Integrable Generalized KdV and MKdV Equations with Spatiotemporally Varying Coefficients

A technique based on extended Lax Pairs is first considered to derive variable-coefficient generalizations of various Lax-integrable NLPDE hierarchies recently introduced in the literature. As illustrative examples, we consider generalizations of KdV equations and three variants of generalized MKdV equations. It is demonstrated that the techniques yield Lax- or S-integrable NLPDEs with both time- AND space-dependent coefficients which are thus more general than almost all cases considered earlier via other methods such as the Painleve Test, Bell Polynomials, and various similarity methods. However, this technique, although operationally effective, has the significant disadvantage that, for any integrable system with spatiotemporally varying coefficients, one must guess a generalization of the structure of the known Lax Pair for the corresponding system with constant coefficients.

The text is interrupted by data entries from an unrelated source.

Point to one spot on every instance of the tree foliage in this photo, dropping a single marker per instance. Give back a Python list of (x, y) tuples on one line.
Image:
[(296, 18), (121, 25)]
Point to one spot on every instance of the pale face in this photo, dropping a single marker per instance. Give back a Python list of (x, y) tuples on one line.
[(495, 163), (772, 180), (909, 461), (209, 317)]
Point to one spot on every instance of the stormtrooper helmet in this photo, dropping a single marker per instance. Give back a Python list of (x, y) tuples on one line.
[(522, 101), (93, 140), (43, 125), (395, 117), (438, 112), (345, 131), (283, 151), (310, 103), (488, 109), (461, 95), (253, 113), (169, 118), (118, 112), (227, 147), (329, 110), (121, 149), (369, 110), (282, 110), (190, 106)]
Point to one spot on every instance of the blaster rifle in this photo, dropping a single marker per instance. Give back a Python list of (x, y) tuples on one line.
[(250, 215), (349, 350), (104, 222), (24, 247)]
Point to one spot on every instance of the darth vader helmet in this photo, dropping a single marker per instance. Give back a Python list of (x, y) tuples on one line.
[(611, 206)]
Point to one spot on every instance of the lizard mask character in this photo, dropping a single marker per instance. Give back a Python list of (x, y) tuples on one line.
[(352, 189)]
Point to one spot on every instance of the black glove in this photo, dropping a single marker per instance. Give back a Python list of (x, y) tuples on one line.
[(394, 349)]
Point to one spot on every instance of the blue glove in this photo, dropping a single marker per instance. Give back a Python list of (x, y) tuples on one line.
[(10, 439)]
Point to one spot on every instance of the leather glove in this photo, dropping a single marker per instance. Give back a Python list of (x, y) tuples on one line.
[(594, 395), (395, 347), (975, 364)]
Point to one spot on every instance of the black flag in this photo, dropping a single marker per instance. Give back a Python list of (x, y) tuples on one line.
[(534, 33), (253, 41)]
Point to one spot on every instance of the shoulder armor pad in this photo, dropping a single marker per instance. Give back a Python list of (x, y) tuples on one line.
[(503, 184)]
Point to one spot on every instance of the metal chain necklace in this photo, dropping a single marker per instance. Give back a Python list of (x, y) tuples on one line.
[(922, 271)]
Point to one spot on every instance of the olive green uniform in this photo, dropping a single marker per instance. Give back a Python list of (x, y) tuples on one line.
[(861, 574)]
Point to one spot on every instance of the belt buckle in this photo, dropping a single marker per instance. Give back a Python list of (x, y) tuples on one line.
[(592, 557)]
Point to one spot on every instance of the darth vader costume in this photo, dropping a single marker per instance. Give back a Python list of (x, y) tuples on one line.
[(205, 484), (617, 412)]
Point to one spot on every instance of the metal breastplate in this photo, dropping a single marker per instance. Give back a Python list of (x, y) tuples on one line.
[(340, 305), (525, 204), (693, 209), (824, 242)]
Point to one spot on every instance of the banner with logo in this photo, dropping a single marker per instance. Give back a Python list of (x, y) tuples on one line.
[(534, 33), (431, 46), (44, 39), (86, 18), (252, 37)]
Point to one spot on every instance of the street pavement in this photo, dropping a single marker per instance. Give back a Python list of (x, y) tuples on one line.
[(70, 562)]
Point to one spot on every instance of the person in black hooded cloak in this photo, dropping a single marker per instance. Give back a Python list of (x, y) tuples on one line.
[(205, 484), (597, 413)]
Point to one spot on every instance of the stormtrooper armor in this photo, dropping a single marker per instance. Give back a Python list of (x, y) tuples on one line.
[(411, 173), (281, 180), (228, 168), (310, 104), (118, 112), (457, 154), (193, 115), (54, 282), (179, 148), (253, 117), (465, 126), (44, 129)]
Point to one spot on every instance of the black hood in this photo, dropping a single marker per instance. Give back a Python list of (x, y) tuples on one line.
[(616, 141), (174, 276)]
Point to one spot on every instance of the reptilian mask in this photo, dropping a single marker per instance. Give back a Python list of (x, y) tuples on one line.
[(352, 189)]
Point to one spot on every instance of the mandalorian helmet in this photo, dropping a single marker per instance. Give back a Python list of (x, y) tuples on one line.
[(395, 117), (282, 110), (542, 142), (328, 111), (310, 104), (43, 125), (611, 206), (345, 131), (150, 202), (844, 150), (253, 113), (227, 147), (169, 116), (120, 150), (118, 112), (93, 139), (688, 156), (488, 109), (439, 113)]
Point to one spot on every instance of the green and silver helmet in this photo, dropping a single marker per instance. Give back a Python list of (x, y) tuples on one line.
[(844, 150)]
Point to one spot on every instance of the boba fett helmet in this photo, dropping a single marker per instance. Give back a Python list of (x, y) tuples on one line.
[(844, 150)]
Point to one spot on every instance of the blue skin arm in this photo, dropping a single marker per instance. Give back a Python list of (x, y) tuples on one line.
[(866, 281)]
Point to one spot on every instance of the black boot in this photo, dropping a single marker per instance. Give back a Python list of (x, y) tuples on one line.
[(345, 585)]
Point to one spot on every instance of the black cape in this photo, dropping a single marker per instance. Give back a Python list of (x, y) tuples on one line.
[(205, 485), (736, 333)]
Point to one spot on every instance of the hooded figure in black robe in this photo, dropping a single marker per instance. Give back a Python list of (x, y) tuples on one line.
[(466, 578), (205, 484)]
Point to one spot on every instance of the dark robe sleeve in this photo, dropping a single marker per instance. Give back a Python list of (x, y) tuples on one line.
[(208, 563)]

Motivated by the somewhat arbitrary nature of the above procedure, we embark in this paper on an attempt to systematize the derivation of Lax-integrable sytems with variable coefficients. Hence we attempt to apply the Estabrook-Wahlquist (EW) prolongation technique, a relatively self-consistent procedure requiring little prior information. However, this immediately requires that the technique be significantly generalized or broadened in several different ways, including solving matrix partial differential equations instead of algebraic ones. The new and extended EW technique whch results is illustrated by algorithmically deriving generalized Lax-integrable versions of the generalized fifth-order KdV, and MKdV equations.